Les bénéficiaires ont dans leur majorité salué la volonté d’aller vers d’autres formes de soutien. Cependant, quelques questions subsistent. « Pour une structure comme Les Disques Entreprise, qui investit, c’est une très bonne chose. Sur le nouveau plan, le fléchage est très axé sur le numérique. La question que je me pose est la suivante : est-ce à nous, producteurs, de porter un effort d’innovation technologique ? » s’interroge ainsi Benoît Trégouet.

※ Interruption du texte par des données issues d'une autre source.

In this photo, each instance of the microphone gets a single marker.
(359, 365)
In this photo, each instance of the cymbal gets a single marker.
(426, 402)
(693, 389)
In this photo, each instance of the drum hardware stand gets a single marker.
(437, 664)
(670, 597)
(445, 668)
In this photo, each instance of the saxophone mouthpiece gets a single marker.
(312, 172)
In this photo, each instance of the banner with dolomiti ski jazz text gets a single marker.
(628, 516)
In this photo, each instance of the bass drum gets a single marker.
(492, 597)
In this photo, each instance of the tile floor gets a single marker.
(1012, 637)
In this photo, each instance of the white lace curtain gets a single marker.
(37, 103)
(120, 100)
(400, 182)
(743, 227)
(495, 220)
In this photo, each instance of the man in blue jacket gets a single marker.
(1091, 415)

De même, pour plusieurs demandeurs, cette initiative appelle à penser une gamme plus élargie de types de soutien.
2014, la confirmation des objectifs
Historiquement, les systèmes d’aide se sont structurés, dans le secteur musical, sur de l’aide à la production. Mais cette année, le troisième exercice du plan réaffirme, sur le fond comme sur la forme, la volonté de la DGMIC d’aller vers du soutien pur à l’investissement. Comme l’explique Laurence Franceschini, « nous avons repensé en profondeur le plan, en choisissant de soutenir les investissements structurels. Ce n’est pas une aide à la production. Il en existe déjà dans l’écosystème musical, il fallait donc éviter d’être redondant. Notre objectif est de proposer une aide qui complète les dispositifs existants. »

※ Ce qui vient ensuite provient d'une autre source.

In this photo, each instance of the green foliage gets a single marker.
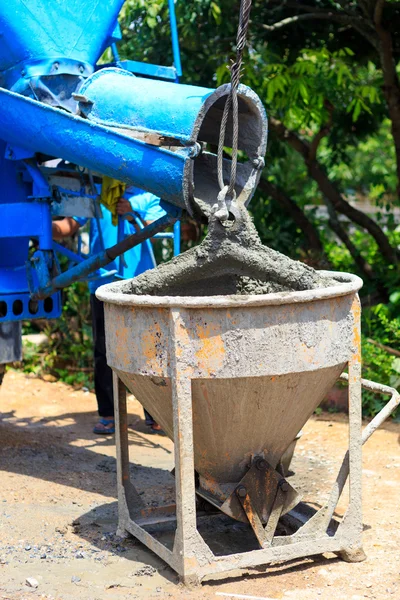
(68, 355)
(309, 76)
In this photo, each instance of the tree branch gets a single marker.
(336, 226)
(363, 26)
(323, 132)
(378, 12)
(295, 212)
(330, 192)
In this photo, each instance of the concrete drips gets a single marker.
(230, 260)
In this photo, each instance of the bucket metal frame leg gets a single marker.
(190, 556)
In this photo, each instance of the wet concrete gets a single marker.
(230, 260)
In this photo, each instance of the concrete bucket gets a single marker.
(232, 379)
(257, 367)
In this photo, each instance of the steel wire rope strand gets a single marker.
(232, 100)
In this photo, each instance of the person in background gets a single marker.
(136, 261)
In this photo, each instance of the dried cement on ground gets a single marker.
(230, 260)
(59, 511)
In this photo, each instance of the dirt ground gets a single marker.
(58, 512)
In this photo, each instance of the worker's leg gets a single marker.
(102, 372)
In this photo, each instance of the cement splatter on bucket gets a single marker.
(231, 347)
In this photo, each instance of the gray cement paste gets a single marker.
(230, 260)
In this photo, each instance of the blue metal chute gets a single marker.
(143, 132)
(37, 34)
(65, 121)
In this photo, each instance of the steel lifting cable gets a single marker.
(228, 191)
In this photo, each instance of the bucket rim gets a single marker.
(348, 284)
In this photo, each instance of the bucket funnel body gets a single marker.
(258, 365)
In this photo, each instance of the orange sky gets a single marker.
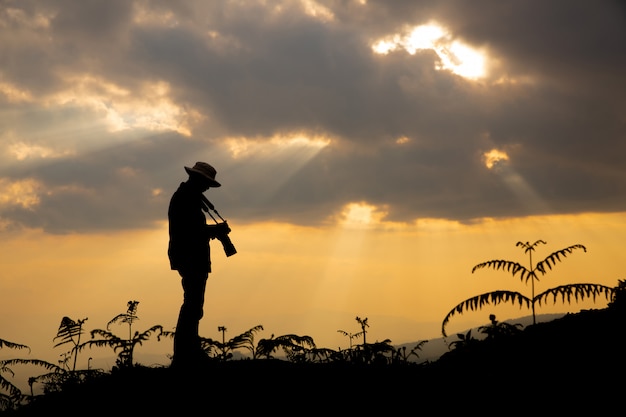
(367, 163)
(299, 280)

Cette orientation se traduit dans les critères d’éligibilité du plan 2014. Pour le volet plateforme, le projet doit permettre le développement ou l’adaptation du service et présenter un caractère innovant du fait des technologies utilisées, des usages proposés ou du modèle économique présenté. Côté labels, sont éligibles les projets permettant la structuration, le développement ou l’adaptation de l’entreprise à l’environnement numérique. Et Laurence Franceschini de poursuivre : « nous sommes bien conscients que ce plan de soutien à l’innovation est quelque chose d’assez nouveau, sur le fond comme sur la forme. Les entreprises du secteur n’y sont pas forcément habituées. Y répondre nécessite de réfléchir stratégiquement à l’évolution de son activité sur les deux prochaines années : quels aménagements structurels peuvent être réalisés pour que la gestion quotidienne de l’activité soit rendue plus facile, comment, le cas échéant, adapter la structure pour franchir un cap ? »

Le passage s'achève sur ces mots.